Reitox — the European information network on drugs and drug addiction — was set up in 1993 and is composed of 30 national monitoring centres or national focal points (NFPs) in the 28 EU Member States, Turkey and Norway, as well as a focal point at the European Commission. The NFPs — from which the agency draws the bulk of its data — collect and analyse national information on drugs, drawing on various sectors including health, justice and law enforcement.
The 2015 Reitox week (23–27 November) unites over 40 nations including: the current 30 members of the network, Russia and a number of beneficiary countries of the European Instrument for Pre-Accession Assistance (IPA) and the European Neighbourhood Policy Instrument (ENPI) (3).
The Reitox week encompasses three events: international cooperation project-related meetings; the regular Heads of focal point meeting and a Reitox ‘extended network’ meeting (4), this year focusing on ‘Women and drugs’ (24 November).
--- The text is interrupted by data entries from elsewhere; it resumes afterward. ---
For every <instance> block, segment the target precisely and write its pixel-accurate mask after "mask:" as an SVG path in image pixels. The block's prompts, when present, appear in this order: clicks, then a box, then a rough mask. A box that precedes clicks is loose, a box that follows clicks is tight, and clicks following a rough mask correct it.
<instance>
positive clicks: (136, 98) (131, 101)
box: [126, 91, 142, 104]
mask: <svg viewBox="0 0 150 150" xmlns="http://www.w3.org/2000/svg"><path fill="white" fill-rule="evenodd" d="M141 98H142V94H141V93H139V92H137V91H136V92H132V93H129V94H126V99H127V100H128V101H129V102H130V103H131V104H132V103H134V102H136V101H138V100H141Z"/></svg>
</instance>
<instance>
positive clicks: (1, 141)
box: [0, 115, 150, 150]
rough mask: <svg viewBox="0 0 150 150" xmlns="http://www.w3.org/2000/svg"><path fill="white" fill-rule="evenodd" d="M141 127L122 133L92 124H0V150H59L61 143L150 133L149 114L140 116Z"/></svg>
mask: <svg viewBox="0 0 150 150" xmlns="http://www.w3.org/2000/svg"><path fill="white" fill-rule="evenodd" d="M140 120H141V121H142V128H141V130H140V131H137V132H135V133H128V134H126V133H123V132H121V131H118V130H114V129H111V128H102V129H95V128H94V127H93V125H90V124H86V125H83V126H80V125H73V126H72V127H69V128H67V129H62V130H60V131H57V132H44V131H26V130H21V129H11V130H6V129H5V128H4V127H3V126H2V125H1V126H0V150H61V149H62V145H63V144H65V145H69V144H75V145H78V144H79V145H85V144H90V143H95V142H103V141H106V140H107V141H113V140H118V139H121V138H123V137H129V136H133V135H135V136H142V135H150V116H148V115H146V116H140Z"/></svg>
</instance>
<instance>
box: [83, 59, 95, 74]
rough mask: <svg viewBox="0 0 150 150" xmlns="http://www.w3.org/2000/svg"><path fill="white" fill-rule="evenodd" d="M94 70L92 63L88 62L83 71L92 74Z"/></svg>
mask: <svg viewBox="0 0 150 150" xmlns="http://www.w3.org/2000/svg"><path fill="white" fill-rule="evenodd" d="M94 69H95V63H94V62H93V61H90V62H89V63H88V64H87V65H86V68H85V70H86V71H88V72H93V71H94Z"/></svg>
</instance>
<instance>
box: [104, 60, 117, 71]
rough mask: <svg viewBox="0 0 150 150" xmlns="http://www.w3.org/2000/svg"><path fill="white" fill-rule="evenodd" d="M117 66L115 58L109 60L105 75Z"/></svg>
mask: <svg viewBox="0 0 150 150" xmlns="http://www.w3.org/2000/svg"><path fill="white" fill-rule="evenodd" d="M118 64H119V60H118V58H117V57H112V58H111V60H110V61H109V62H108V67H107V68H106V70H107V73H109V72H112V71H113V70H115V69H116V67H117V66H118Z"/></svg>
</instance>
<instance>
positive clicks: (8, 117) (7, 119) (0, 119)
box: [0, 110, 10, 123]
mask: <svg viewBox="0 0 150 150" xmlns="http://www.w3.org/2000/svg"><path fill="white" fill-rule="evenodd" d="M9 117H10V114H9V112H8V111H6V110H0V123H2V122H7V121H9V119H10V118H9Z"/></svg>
Experts and researchers from France, Italy, Latvia, Malta, Norway and the Lebanon will explore in this session the implications of gender for drug use, drug treatment, harm reduction and service planning.
‘Once countries join the EU, they are automatically required to participate in the work of the EU agencies’, says Wolfgang Götz, EMCDDA Director. ‘This is why aspiring EU members are encouraged to play an active role in the work of the agencies before entering the Union to ensure that, on accession, they are fully operational in the specific field. Participation in events such as Reitox week can help these countries strengthen their national information systems and gain access to tools and expertise to implement their own national strategies and responses to the drugs problem’.